Llegará en poco tiempo a nuestro país, dentro de los ciclos de “Ibermúsica”, con el finlandés Esa-Pekka-Salonen y la “Philharmonia O”, y en su historia se entrecruzan la sentida dedicatoria a su maestro Rimski-Korsakov, y la conciencia de que, a partir de entonces, comenzaban a sucederse acontecimientos que serían trascendentales para su futuro. “Pogrebal´naya Pesnya”, su título en ruso, nace del impacto recibido tras conocer a muerte de su maestro y su estreno se realizó en 1909 en el “Conservatorio de San Petersburgo”, dirigido por Felix Blumenfeld, antes del amargo avatar de la desaparición de la obra. Para el autor, era su mejor composición anterior a “El pájaro de fuego y la más avanzada armónicamente, en una confesión a Robert Craft, apreciación que se nos hizo llegar en “Memorias y comentarios” (1959). En esencia parte del movimiento lento de la “Sinfonía en Mi b. Op.1”, aportando ideas que desarrollará en “El pájaro de fuego”. Dispone de un tema principal profundamente cromático que expone la trompa, para pasar al resto de solistas y secciones de la orquesta. En “Crónicas de mi vida”, comenta que cada instrumento ejecuta una variante del tema que depositará como una corona de flores sobre la tumba del maestro, mientras sobrevuela un coro de ultratumba, evocado por el trémolo de las cuerdas.

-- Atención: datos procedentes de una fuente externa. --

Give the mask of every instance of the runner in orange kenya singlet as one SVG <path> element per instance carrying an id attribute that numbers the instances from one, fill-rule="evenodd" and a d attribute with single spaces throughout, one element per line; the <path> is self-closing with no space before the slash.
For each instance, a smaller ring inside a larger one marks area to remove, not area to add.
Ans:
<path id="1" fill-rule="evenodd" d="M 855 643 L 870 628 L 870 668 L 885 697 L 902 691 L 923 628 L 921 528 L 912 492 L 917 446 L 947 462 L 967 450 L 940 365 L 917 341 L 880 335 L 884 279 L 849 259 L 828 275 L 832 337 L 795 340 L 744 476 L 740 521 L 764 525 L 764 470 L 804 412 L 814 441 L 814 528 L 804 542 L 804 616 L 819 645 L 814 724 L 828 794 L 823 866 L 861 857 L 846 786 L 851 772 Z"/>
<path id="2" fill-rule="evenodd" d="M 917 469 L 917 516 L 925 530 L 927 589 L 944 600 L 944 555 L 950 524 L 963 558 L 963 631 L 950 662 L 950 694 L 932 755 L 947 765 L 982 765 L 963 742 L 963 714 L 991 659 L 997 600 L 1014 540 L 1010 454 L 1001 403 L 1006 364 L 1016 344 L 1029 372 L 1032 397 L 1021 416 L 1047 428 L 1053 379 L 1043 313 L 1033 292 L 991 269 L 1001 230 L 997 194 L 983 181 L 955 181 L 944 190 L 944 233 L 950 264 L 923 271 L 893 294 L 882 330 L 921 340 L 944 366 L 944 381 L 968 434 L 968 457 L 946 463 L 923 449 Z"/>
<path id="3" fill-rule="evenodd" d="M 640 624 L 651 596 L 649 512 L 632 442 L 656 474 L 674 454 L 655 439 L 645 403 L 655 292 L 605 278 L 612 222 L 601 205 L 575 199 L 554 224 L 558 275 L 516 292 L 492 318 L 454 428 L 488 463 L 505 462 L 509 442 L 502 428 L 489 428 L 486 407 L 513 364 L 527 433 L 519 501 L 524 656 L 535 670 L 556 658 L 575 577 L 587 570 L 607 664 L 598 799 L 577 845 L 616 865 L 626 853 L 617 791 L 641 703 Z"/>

Mahler en su “Sinfonía nº 2, en Do m. (Resurrección)”, para la que nos apoyaremos en la apreciación de J.L. Pérez de Arteaga. Un primer movimiento de gigantesca forma sonata, estructurado rítmicamente como una macha, sobre un trémolo en fortísimo de violines y violas, sobre el que chelos y contrabajos expanden un tema basado en cuartas descendentes de tremenda potencia y virilidad. Pocos arranques sinfónicos igualan en arrebato y capacidad de captación al oyente, por esos compases de apertura.   Para el autor, el “Andante Moderato” debía estar precedido de una pausa de al menos cinco minutos. Después del primero, el segundo no resultaba contrastado, sino inadecuado. Exageraba el compositor, ya que este movimiento, aparte de ser una de sus mejores páginas, enlaza maravillosamente con el resto de la obra.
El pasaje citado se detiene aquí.